Tschandala (old German transcription of chandala) is a term Friedrich Nietzsche borrowed from the Indian caste system, where a chandala is a member of the lowest social class. Nietzsche's interpretation and use of the term relied on a translation of Manusmriti by Max Müller.
Nietzsche uses the term "Tschandala" in the Götzen-Dämmerung (Twilight of the Idols)[1] and Der Antichrist (The Antichrist).[2] Here he uses the "law of Manu" with its caste system as an example of one kind of morality, of "breeding", as opposed to the Christian version of morality which attempts to "tame" man.
At first, Nietzsche describes methods of Christian attempts to "improve" humanity. As a metaphor, he uses a trained beast in a menagerie which is said to be "improved", but which in reality has lost vitality and is only weakened. In just such a way, Nietzsche says, has Christianity "tamed" the Teutonic races.

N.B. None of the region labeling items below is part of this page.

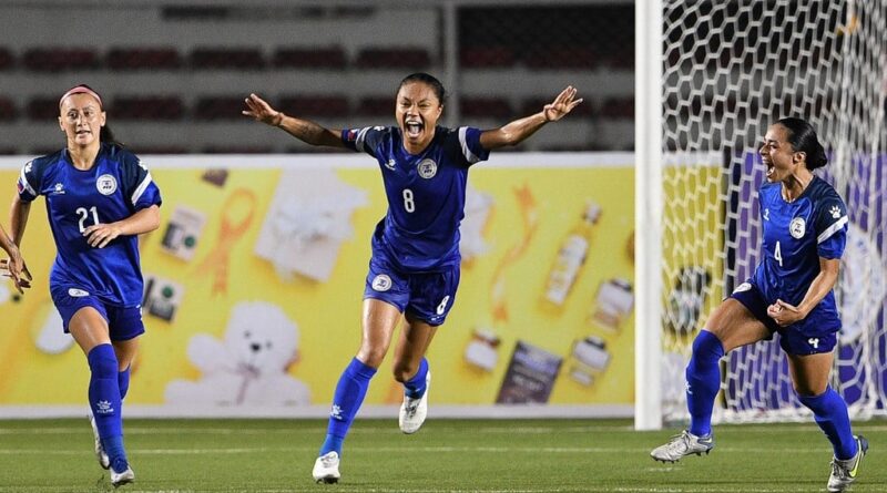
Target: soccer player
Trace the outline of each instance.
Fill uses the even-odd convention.
[[[139,157],[113,141],[95,91],[72,88],[59,112],[67,145],[22,167],[10,230],[21,245],[31,202],[43,195],[58,250],[52,301],[86,355],[95,452],[119,486],[135,479],[123,448],[121,402],[145,331],[137,235],[157,228],[161,197]]]
[[[401,317],[405,323],[394,361],[394,377],[404,384],[398,421],[404,433],[422,425],[431,379],[425,353],[452,308],[459,285],[459,223],[465,216],[468,170],[487,160],[491,150],[516,145],[562,119],[582,102],[568,86],[539,113],[486,131],[438,126],[445,90],[427,73],[400,82],[396,126],[329,130],[285,115],[256,94],[246,99],[244,115],[312,145],[346,147],[376,158],[388,198],[388,213],[373,235],[360,348],[336,387],[327,436],[312,473],[315,481],[338,482],[341,443]]]
[[[693,341],[686,368],[690,429],[651,452],[674,462],[714,448],[712,407],[721,387],[718,360],[727,351],[773,338],[788,356],[794,389],[834,449],[828,491],[856,479],[868,450],[850,430],[847,404],[828,386],[840,318],[832,288],[847,236],[847,208],[813,171],[827,158],[816,132],[787,117],[767,129],[759,150],[766,183],[758,191],[763,255],[752,278],[712,314]]]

The law of Manu, on the other hand, tries to organize social groups by creating four castes of people. Nietzsche deplores this type of morality, that of the "breeder", just as he does the (Christian) "animal tamer", as he is opposed to all "morality". However, he much prefers it to the Christian "slave-morality". In his view, the humiliating and oppressive edicts against the Tschandala are a defensive means of keeping the castes pure:
Yet this organization too found it necessary to be terrible—this time not in the struggle with beasts, but with their counter-concept, the unbred man, the mishmash man, the chandala. And again it had no other means for keeping him from being dangerous, for making him weak, than to make him sick—it was the fight with the "great number."[3]

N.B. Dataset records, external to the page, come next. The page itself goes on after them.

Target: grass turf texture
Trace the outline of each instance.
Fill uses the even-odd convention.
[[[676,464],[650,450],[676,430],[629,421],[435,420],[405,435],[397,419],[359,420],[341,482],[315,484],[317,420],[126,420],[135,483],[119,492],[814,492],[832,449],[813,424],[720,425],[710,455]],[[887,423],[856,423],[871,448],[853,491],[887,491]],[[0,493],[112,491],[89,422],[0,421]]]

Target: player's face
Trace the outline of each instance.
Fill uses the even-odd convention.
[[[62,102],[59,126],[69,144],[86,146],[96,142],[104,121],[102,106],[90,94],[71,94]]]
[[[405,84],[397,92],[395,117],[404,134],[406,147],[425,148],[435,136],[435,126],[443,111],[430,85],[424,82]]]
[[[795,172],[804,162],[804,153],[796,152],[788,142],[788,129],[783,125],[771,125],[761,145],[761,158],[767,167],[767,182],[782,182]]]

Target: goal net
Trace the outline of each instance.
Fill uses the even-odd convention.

According to Nietzsche, Christianity is a product of Judaism, the "Tschandala-religion". By this he means that Judaism and Christianity after it are the morality born of the hatred of the oppressed (like the Tschandala) for their oppressors:
Christianity, sprung from Jewish roots and comprehensible only as a growth on this soil, represents the counter-movement to any morality of breeding, of race, privilege:—it is the anti-Aryan religion par excellence. Christianity, the revaluation of all Aryan values, the victory of chandala values, the gospel preached to the poor and base, the general revolt of all the downtrodden, the wretched, the failures, the less favored, against "race": the undying chandala hatred as the religion of love...
In The Antichrist, Nietzsche again cites the law of Manu, and favors it in a relative sense to the morality of Judeo-Christianity. Nietzsche describes the "most spiritual" and "strongest" men who can say "yes" to everything, even the existence of the Tschandalas; and opposed to this is the envious and revengeful spirit of the Tschandalas themselves (cf. master–slave morality). Nietzsche also uses the term Tschandala for some of his opponents, e.g. socialism.
Inspired by Nietzsche, August Strindberg wrote a novel called Tschandala in 1889.